Sclerosi Multipla La sclerosi multipla è una malattia del SNC caratterizzata da infiammazione, perdita della mielina e degenerazione degli assoni. La suscettibilità è poligenica ed è stato ampiamente studiato il ruolo di suscettibilità del gene HLA-DRB1 che conferisce inoltre un esordio precoce della malattia. Dal punto di vista immunologico, differenti tipi cellulari intervengono nella patogenesi della malattia. I linfociti T, che esprimono l’integrina α4β1, legano i ligandi come VCAM-1 e osteopontina sulle cellule endoteliali delle venule, vanno incontro a diapedesi e raggiungono il SNC dove, insieme alle cellule presentanti l’antigene (APC), producono citochine, osteopontina ed altre molecole responsabili del danno cellulare a carico degli oligodendrociti che producono la mielina. L’osteopontina, mediante il legame con l’integrina α4β1, determina l’attivazione del fattore di trascrizione nucleare NF-κβ che trasloca nel nucleo e promuove la trascrizione dei geni per i linfociti Th1 e Th17, fondamentali nella patogenesi della malattia. Inoltre, le plasmacellule producono anticorpi-mielina specifici che ulteriormente danneggiano la membrana costituita dalla mielina.

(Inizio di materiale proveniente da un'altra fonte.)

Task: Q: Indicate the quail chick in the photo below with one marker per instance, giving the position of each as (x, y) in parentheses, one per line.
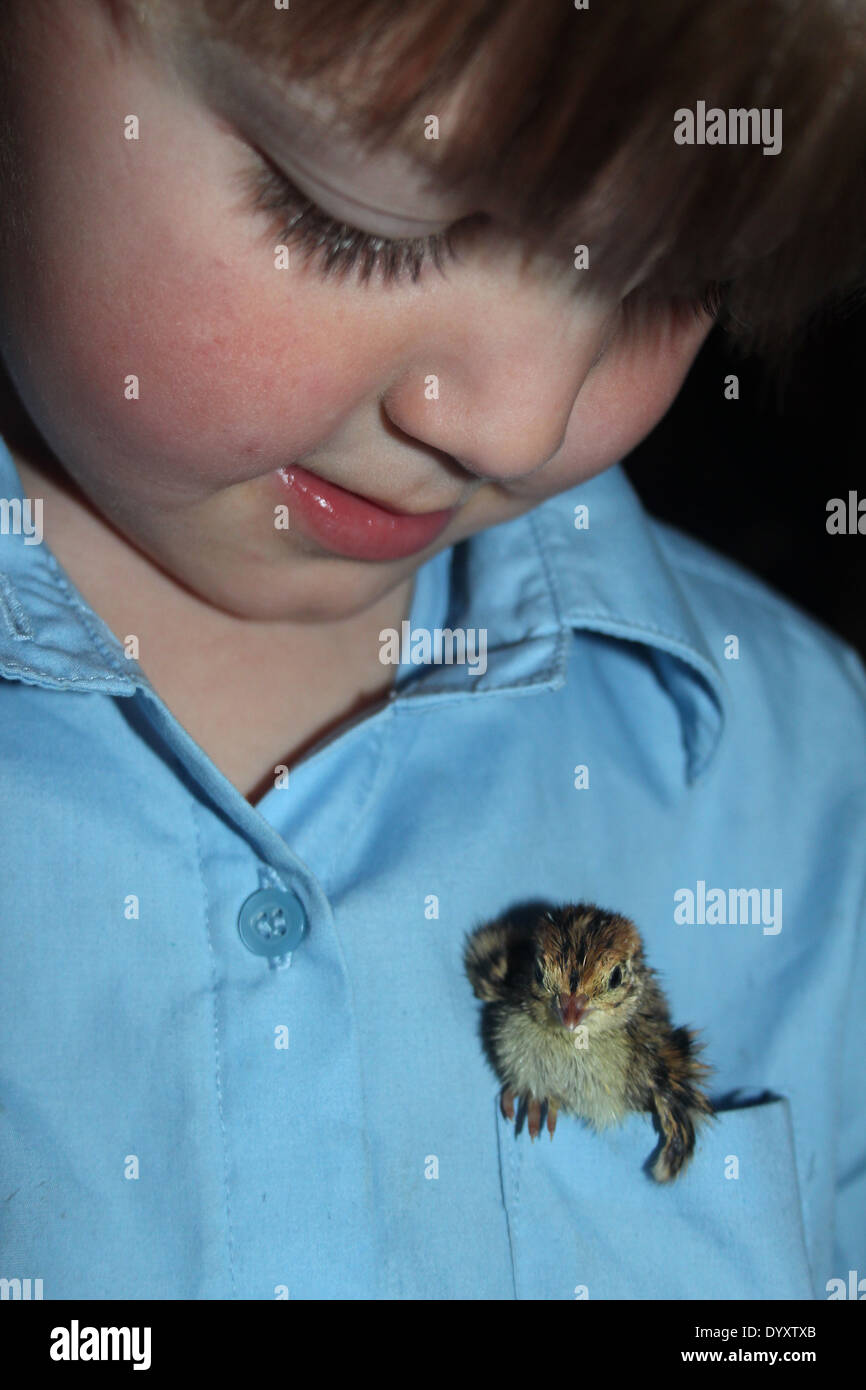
(574, 1019)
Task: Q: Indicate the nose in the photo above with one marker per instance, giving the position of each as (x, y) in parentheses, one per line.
(492, 369)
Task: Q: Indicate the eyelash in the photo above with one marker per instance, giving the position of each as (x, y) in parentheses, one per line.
(338, 249)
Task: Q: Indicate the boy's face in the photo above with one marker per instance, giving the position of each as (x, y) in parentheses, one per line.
(142, 257)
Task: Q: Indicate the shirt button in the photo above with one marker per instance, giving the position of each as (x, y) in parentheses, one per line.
(271, 922)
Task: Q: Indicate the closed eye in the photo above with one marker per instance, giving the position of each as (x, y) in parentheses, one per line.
(338, 248)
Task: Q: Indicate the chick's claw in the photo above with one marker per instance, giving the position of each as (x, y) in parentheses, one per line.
(528, 1108)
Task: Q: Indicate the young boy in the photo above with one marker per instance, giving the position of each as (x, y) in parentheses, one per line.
(332, 628)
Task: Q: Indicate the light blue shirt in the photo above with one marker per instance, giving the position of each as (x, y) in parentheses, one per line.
(185, 1118)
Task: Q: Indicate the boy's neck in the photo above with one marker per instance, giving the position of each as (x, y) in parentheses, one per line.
(206, 665)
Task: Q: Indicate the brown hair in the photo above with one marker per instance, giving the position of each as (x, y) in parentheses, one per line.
(573, 116)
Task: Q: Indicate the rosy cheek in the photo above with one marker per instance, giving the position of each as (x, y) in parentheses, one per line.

Pemfigo Il pemfigo è una patologia bollosa autoimmune della cute e delle mucose con alterazione dei meccanismi di adesione cellulare dell'epidermide (in particolare dei desmosomi) ad andamento cronico e prognosi potenzialmente fatale. Alla base della sua comparsa c'è una reazione autoimmune che coinvolge le IgG4 e raramente le IgA che reagiscono con glicoproteine presenti sui desmosomi dei cheratinociti, le desmogleine. In seguito a ciò viene indotto il rilascio di plasminogeno con distruzione dei ponti intercellulari e lesioni delle cellule dello strato epidermico interessato (fenomeno di acantolisi). Esistono varie forme:

- pemfigo volgare, profondo (le cellule si distaccano dallo strato spinoso); - pemfigo foliaceo, più superficiale (le cellule si distaccano dallo strato granuloso).

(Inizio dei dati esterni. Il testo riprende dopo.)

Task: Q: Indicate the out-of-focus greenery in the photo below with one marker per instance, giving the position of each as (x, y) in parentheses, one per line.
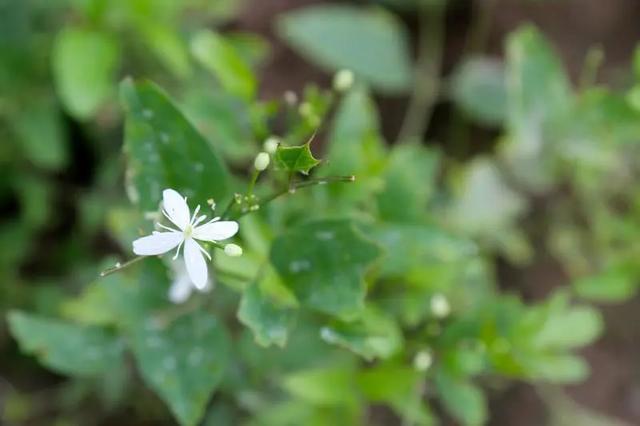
(349, 295)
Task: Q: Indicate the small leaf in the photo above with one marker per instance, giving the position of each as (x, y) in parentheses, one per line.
(296, 158)
(372, 336)
(465, 401)
(165, 151)
(220, 57)
(478, 88)
(65, 347)
(183, 362)
(368, 41)
(84, 67)
(269, 321)
(323, 264)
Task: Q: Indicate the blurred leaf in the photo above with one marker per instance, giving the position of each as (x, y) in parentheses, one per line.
(269, 321)
(374, 335)
(322, 263)
(183, 361)
(295, 158)
(66, 347)
(41, 131)
(409, 183)
(84, 67)
(219, 56)
(323, 386)
(165, 151)
(370, 42)
(538, 96)
(465, 401)
(612, 285)
(478, 88)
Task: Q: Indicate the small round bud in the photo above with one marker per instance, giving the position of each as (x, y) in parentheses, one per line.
(423, 360)
(440, 307)
(271, 144)
(233, 250)
(290, 97)
(261, 162)
(343, 80)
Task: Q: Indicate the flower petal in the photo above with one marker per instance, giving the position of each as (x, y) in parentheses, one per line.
(176, 208)
(216, 231)
(156, 243)
(196, 265)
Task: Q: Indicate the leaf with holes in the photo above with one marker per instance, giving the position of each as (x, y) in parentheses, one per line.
(323, 264)
(183, 361)
(296, 158)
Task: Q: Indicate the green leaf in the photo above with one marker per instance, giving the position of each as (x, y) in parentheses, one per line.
(322, 386)
(165, 151)
(66, 347)
(84, 67)
(613, 285)
(368, 41)
(374, 335)
(465, 401)
(269, 321)
(323, 264)
(184, 361)
(296, 158)
(478, 88)
(539, 96)
(220, 57)
(409, 183)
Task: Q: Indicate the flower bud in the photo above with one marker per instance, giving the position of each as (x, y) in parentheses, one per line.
(343, 80)
(440, 307)
(261, 162)
(271, 144)
(233, 250)
(423, 360)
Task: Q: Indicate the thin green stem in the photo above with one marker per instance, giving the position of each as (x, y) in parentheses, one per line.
(119, 266)
(426, 73)
(294, 186)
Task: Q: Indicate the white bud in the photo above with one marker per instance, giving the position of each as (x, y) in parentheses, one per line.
(343, 80)
(233, 250)
(261, 162)
(423, 360)
(271, 144)
(440, 307)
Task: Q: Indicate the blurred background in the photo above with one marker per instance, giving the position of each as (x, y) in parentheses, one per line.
(62, 168)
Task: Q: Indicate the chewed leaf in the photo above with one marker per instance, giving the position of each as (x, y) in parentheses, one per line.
(296, 158)
(164, 150)
(323, 264)
(69, 348)
(183, 362)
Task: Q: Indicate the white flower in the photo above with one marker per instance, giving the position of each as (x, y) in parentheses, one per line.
(182, 286)
(175, 208)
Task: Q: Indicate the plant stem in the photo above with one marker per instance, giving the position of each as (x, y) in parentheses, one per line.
(119, 266)
(426, 73)
(294, 186)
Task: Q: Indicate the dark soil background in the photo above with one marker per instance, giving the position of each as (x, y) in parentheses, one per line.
(573, 26)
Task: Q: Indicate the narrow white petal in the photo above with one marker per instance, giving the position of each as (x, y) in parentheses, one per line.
(216, 231)
(180, 290)
(176, 208)
(156, 243)
(196, 265)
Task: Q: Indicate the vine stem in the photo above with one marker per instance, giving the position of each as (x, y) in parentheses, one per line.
(294, 186)
(426, 72)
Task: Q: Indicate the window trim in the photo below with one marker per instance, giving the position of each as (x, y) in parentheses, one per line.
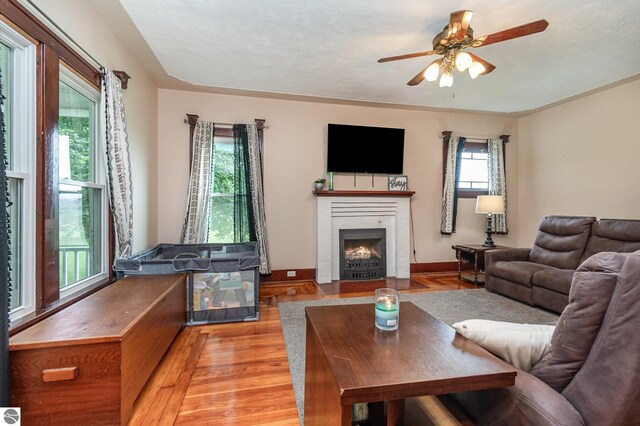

Prospettive terapeutiche La terapia delle malattie autoimmuni si basa sull’uso di farmaci immunosoppressori (corticosteroidi, ciclosporina A, Rapamicina, etc.) che bloccano le cellule effettrici ma non hanno effetto sui meccanismi che ne hanno indotto l’attivazione e pertanto essa permette di controllare i sintomi della malattia ma non la genesi della stessa. Per tale motivo la terapia con farmaci immunosoppressori debba continuare per tutta la vita, con notevoli ripercussioni sulla qualità della vita stessa dell’individuo.